Pierre Ivanovitch sortit de sa rêverie.

« Il y a deux choses que je puis vous dire tout de suite. D’abord, je ne crois pas que l’on voie jamais sortir de la lie d’un peuple ni un chef, ni aucune action décisive. Maintenant, si vous me demandez ce que j’entends par la lie d’un peuple, hum !… ; ce serait trop long à expliquer. Vous seriez surpris de la variété des éléments qui, à mon sens, constituent cette lie, des éléments qui devraient, et doivent rester au fond du vase. D’ailleurs une telle affirmation pourrait prêter matière à discussion.
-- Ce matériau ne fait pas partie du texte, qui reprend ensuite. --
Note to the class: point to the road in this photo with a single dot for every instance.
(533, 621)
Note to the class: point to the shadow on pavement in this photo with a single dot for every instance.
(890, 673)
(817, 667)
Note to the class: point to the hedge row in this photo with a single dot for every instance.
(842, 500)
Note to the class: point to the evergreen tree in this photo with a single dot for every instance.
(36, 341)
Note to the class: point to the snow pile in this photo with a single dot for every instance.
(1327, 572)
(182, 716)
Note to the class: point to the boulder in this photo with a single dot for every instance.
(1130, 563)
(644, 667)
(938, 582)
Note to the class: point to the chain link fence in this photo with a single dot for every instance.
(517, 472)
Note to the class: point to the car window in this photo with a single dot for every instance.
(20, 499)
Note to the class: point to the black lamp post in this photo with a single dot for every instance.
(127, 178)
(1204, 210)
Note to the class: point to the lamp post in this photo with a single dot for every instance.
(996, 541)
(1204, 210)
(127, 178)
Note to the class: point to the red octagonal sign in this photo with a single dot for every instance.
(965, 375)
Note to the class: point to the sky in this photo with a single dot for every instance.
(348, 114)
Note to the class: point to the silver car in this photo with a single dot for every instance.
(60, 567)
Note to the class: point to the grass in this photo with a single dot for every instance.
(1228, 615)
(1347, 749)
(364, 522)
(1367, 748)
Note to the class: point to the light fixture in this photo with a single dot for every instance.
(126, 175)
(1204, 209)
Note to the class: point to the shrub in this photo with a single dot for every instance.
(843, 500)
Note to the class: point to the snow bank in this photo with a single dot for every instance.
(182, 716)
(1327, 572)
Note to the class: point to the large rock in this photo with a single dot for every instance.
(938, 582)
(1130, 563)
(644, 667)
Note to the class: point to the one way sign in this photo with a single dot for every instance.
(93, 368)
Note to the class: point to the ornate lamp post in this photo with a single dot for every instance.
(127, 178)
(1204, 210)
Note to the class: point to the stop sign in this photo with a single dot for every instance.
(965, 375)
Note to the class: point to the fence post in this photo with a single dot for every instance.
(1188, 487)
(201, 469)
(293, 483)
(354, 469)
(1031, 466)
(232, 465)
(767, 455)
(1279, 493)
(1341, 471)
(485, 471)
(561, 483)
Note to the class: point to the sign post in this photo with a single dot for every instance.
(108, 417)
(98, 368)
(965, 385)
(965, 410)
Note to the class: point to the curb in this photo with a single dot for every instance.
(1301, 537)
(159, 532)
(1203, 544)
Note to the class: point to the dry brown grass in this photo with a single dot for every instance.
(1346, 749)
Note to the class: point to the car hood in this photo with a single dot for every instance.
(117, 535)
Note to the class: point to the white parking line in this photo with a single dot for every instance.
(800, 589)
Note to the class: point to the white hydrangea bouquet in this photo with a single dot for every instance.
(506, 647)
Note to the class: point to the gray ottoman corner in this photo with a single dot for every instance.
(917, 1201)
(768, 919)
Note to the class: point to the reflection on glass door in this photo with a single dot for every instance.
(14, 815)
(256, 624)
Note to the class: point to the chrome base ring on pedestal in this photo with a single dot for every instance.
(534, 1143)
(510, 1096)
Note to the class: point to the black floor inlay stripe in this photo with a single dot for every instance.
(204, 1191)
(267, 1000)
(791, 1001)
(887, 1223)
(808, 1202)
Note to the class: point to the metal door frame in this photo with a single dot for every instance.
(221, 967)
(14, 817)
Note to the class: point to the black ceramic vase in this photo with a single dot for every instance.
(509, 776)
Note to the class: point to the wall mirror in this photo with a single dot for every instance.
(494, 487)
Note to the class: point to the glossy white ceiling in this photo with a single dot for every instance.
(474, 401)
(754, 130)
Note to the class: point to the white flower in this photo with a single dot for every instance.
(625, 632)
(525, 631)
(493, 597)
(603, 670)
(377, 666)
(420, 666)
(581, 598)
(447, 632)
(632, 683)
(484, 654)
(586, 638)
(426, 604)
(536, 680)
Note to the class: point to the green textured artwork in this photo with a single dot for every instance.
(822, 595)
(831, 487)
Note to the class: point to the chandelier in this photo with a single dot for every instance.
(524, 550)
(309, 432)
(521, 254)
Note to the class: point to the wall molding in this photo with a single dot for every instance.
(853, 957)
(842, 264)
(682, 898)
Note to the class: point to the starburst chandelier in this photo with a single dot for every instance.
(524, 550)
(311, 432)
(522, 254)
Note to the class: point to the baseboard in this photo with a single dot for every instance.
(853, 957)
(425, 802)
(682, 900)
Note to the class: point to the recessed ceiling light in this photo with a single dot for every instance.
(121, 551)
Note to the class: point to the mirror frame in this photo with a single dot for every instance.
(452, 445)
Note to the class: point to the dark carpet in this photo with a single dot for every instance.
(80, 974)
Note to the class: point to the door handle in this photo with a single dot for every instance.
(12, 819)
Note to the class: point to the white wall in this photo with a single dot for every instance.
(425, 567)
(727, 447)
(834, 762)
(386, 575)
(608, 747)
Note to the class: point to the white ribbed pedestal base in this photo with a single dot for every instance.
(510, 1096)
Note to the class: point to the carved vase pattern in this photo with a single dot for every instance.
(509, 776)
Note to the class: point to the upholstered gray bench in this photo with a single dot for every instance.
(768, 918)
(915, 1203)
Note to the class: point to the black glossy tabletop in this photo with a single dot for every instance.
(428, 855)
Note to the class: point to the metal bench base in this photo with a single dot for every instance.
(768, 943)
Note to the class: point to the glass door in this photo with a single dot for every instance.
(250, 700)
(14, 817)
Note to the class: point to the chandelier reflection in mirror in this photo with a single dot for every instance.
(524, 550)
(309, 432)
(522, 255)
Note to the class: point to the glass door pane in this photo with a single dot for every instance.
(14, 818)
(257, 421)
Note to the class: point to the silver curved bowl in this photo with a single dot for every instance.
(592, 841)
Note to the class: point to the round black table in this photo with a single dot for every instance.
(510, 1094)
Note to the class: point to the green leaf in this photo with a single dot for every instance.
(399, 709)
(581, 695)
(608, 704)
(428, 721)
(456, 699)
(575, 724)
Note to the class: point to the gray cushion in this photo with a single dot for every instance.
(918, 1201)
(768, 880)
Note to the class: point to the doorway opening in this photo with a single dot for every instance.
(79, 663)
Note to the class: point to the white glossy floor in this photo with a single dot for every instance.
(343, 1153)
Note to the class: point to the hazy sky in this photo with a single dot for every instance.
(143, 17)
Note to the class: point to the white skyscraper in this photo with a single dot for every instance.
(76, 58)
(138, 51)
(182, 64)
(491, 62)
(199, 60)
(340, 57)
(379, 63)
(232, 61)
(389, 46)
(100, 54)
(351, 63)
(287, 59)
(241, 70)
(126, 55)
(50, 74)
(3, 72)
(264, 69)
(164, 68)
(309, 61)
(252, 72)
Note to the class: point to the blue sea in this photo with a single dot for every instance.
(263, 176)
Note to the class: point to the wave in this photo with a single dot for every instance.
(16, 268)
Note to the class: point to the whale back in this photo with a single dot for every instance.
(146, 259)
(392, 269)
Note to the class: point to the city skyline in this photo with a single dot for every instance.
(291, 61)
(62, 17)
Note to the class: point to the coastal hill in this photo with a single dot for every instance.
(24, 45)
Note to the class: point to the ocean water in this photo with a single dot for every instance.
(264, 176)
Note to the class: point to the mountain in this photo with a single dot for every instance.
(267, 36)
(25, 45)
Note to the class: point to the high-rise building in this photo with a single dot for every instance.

Au moins puis-je vous dire ce qui ne fait pas partie de la lie et, sur ce point, il est impossible que nous ne soyons pas d’accord. Les paysans, dans un peuple, n’appartiennent pas à la lie, pas plus que les classes élevées, la noblesse, si vous voulez. Songez à cela, Kirylo Sidorovitch, vous que je crois porté à la réflexion. Tout ce qui, dans un peuple, n’est pas naturel, tout ce qu’il n’a pas acquis de naissance ou au cours de son développement, n’est que boue. L’intelligence mal placée, de la boue ! Les doctrines étrangères : de la boue, de la lie ! Et voici la seconde pensée que je veux proposer à votre méditation : il y a pour nous, en ce moment, un abîme creusé entre le présent et l’avenir, un abîme que ne peut nous faire franchir aucun libéralisme étranger. Toute tentative dans ce sens n’est que folie ou tromperie. On ne peut franchir un tel abîme ! Il faut le combler ! »

Une sorte de jovialité sinistre perçait sous les accents du gros féministe. Il saisit le bras de Razumov au-dessus du coude, pour le secouer légèrement.

« Comprenez-vous, énigmatique jeune homme ? Il faut le combler ! »

Razumov gardait une contenance impassible.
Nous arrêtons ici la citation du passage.